Song by Stevie Wonder

from the album Fulfillingness' First Finale
- Released: July 22, 1974
- Recorded: 1974
- Genre: Soul
- Length: 5:59
- Label: Motown
- Songwriters: Stevie Wonder; Yvonne Wright;

= They Won't Go When I Go =

1974 song performed by Stevie Wonder

"They Won't Go When I Go" is a song co-written and performed by Stevie Wonder from his 1974 album Fulfillingness' First Finale.

This song is the only one on the album that Wonder did not write by himself. His co-writer was Yvonne Wright, who co-wrote songs with Wonder for other albums.

Wonder performed this song, along with "Never Dreamed You'd Leave in Summer", at Michael Jackson's memorial service on July 7, 2009.
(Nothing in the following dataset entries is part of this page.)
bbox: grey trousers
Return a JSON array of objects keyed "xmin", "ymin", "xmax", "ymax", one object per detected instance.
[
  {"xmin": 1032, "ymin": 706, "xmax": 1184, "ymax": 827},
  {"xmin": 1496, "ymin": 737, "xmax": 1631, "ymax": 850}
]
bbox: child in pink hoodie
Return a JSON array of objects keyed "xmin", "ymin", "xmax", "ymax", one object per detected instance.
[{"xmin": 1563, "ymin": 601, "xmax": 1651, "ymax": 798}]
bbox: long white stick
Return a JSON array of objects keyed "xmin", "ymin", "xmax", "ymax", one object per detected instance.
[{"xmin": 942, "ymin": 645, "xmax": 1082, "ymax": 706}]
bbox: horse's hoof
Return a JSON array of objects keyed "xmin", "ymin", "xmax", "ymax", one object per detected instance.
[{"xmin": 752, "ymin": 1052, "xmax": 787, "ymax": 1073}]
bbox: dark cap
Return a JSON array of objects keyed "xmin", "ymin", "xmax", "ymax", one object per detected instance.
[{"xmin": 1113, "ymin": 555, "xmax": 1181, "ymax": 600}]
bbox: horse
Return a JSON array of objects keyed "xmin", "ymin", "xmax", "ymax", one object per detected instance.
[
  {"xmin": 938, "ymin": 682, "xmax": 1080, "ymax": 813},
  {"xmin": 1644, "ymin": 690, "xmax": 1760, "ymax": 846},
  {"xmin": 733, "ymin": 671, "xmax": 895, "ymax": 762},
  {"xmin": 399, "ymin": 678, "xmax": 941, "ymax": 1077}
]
In June 2026, CBS News included the song in its list of the 250 essential American songs of the past 250 years.

==Composition==
The song has been considered a "retro composition", where comparisons of the piano part to the style of Chopin and the Baroque passacaglia or chaconne technique—a repeating bassline in a minor key and in triple metre—can be drawn. The song is also noted to have a "funeral march" like tone. There is clear allusion to the 1850 German chorale tune "O mein Jesu," the setting of Thomas Kelly's 1805 Protestant hymn "Stricken, smitten, and afflicted." Critics noted that the song takes a more dramatic tone than most of Wonder's other compositions. The fact that the song specifically says "They won't go when I go" was said to imply the friends Wonder is talking about may get to heaven eventually, just not before he does. Interpreted more broadly as a hymn, the song is the cry not just of Wonder, but the faithful in general, awaiting a second coming where they are taken and others are not. Many consider this song to be a dark consequence of Wonder's 1973 car accident.

==Cover versions==
- George Michael covered the song for his second solo album, Listen Without Prejudice Vol. 1, in 1990.
- Josh Groban covered the song on the Japanese bonus track edition of his fifth studio album, Illuminations, in 2010.
- Kanye West opened his set at the Museum of Modern Art's "Party in the Garden" event with a cover of the song on May 10, 2011.
- Camille recorded the song for her second studio album, I Sing Stevie: The Stevie Wonder Songbook, which received an Independent Music Award nomination for Best Tribute Album, in 2014.
- Chance the Rapper did a cover of the song as part of a surprise NPR Tiny Desk Concert in early June 2017.